This past year or so a number of articles proclaiming the decline and fall of eBook sales hit my inbox. One recent article claimed that “screen fatigue” is the cause of a 17% decrease in eBooks sales in the UK. This same publication posted an article saying that eBooks have lost their appeal because Kindles are clunky and unhip. (Really? That’s a reason?) And, another, many others actually, claim that people simply miss holding a real life book in their hands.
Detractors say that these claims fail to take into account indie published numbers and that if all those eBooks were taken into account the numbers would reverse themselves, or at least level out. Others have claimed that trad publishers insistence on raising eBook prices is a cause. They may be right, but I have no way of knowing.
The thing is, I will read a good book from beginning to end no matter what format it’s in. The same is true for a book that doesn’t appeal to me for whatever reason. I’m not going to finish it no matter the format. I experimented one time. There was a book that had very high ratings, everyone I knew said it was great and yet for whatever reason, I couldn’t get into it. So, I switched from digital to print thinking that maybe I would like it better in that format. Nope. Still never finished it.
But, if I was forced to choose, I would pick print over digital. I love the smell of books. I love walking into a bookstore or library and inhaling the aroma of all that paper. I love the feel of books. That friendly “let’s go on an adventure” bit of weight in my hands. I love having bookcases crammed with books in my home. I love the little piles of books that accumulate around my chair. You get the gist.
I didn’t start buying eBooks in earnest until Borders went belly-up. I was living in Eureka, CA at the time and they were the only bookstore in town. Except for the used bookstore in old town. I had purchased a Kobo about a year earlier and used it for some books, but I wasn’t that happy with it. After Borders closed I got a cheap Kindle and started using it. But, I still really missed my frequent stops at Borders. Hell, I bought most of my Christmas gifts there.

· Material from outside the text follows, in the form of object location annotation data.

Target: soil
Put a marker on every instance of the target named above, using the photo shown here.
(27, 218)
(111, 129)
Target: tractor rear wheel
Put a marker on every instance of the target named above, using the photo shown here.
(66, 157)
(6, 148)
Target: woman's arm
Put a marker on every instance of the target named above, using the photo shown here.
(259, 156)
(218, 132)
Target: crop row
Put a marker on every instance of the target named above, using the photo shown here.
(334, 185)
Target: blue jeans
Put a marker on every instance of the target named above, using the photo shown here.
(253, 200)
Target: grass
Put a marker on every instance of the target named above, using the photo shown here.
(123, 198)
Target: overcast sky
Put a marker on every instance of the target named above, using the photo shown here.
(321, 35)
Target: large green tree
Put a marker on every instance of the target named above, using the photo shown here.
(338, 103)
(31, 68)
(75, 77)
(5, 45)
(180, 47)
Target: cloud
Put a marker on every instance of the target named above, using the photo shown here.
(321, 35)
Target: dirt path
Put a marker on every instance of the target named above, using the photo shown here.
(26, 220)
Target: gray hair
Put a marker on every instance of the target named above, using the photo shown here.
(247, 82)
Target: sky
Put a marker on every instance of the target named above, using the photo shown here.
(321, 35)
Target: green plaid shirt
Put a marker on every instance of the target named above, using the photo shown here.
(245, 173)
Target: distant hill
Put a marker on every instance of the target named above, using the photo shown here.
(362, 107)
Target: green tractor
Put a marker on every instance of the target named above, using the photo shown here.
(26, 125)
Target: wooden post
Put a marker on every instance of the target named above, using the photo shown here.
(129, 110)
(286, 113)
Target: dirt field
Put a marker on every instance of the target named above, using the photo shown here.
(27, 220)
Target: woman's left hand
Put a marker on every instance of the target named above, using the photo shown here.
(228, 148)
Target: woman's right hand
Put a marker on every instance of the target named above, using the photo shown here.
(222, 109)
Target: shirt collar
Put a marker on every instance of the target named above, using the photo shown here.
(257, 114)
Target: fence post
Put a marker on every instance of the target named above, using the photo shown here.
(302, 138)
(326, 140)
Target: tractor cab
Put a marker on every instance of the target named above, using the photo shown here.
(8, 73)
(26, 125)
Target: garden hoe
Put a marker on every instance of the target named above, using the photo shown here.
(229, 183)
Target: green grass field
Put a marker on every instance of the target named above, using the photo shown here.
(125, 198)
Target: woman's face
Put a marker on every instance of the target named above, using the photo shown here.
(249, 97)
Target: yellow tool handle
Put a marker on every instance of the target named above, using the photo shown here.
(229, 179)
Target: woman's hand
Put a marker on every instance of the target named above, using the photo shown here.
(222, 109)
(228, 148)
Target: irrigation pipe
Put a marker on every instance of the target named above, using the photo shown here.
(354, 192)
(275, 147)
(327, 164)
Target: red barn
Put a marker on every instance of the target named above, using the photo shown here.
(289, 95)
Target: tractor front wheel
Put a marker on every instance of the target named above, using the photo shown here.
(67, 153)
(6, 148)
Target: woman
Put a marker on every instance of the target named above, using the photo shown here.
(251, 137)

Now I live in a place with zero bookstores and a crappy library so 99% of my books come from Amazon. And somewhere in the neighborhood of 89% of those books are only partially read. In looking through those titles that show somewhere between 8% and 25% read I realize that if I had come across these books in a physical bookstore, I probably wouldn’t have purchased most of them.
First of all, there’s the cost factor. Print books cost more than eBooks. Although, since the trad publishers got their way, the pricing of eBooks is climbing. Sometimes the digital version actually costs more than the print version. The point is, I probably wouldn’t have spent the extra money for print versions of these books.
Next comes size. When you pick up a physical book it is either thick or thin or somewhere in between. It’s easy to estimate how much of a time commitment is attached to the book. With an eBook all you know the page count, which is only helpful to a point.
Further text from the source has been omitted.